Miti e Storie dello Stretto

Sabato 21 maggio 2005 – Circolo di Società

 

Daniele Castrizio (Associato di Numismatica Università di Messina)
Giovanna Argentino Mazzitelli (Assessore comunale alla Cultura)


Presentazione del volume “Encheiridion” di Franco Mosino (grecista)

(cliccare sulla copertina per scaricare il pdf)

 

                                                                      encheiridion-mosinoMITI E STORIE DELLO STRETTO DI ODISSEO

A Delfi nella Focide, ai piedi del monte Parnaso e a poco più di 10 chilometri dal golfo di Corinto, nel tempio dedicato ad Apollo, la sua sacerdotessa Pizia era solita ascoltare attentamente chi le si rivolgeva per ricevere consiglio prima di un viaggio o di un’impresa. Si recava poi nei sotterranei del tempio, da cui ne usciva in trance per emettere l’oracolo: sibillino responso che, spesso composto da oscure parole o ininterpretabili frasi, mai comunque leggibile in maniera chiara e univoca, poteva sempre adattarsi alle più diverse situazioni. Era la parola del Dio, che amava così esprimersi.

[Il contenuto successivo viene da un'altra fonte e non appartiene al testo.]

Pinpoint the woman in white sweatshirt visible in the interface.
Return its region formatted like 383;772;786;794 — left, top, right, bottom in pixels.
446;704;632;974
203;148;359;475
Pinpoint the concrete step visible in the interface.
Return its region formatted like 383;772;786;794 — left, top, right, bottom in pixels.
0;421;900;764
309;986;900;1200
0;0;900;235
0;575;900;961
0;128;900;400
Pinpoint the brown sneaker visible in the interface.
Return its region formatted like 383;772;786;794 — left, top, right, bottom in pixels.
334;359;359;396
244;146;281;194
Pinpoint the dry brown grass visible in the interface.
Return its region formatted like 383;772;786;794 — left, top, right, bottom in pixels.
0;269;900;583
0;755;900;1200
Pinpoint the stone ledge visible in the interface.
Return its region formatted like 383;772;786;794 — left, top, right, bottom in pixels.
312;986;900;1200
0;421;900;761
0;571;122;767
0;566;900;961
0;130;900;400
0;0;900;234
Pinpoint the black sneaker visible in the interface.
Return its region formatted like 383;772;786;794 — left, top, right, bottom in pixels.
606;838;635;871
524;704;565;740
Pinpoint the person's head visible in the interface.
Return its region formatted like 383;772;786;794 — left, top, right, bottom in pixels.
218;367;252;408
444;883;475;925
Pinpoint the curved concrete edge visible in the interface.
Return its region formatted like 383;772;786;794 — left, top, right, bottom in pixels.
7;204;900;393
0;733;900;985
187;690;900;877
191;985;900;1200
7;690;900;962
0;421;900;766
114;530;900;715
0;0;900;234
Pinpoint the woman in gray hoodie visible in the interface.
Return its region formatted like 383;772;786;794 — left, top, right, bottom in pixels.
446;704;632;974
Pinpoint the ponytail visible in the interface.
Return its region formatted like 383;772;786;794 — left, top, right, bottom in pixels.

Plutarco, che ebbe modo di servire Apollo a Delfi come suo sacerdote e di conoscerne gli oracolari segreti, li riportò nei suoi scritti: la Pizia, per cadere nella profetica trance, inalava un misterioso soffio di gas profumato proveniente da una fessura del terreno posta proprio sotto al tempio; quando preda del delirio, emetteva gli oscuri vaticinii.

Per Dioniso d’Alicarnasso, anche Artemida, duce dei Calcidesi emigrati da Euripo per una carestia (cui, secondo Eraclide Pontico, si erano uniti quei Messeni del Peloponneso esuli a Macisto per aver deflorato le vergini spartane mandate dai Lacedemoni a Limne per le cerimonie sacre), prima di partire si recò a Delfi per riceverne l’oracolo: la Pizia gli ordinò di fermarsi e di non navigare più oltre appena avesse visto una femmina unita con un maschio.

Messosi in viaggio, comprese d’essersi compiuta la volontà dell’oracolo quando su di una riva scorse una vite avvinghiata a un caprifico (per Eraclide non era un fico selvatico bensì un leccio, la quercia sempreverde della macchia mediterranea): vi fondò la città di Reggio nell’estate del 730 a.C.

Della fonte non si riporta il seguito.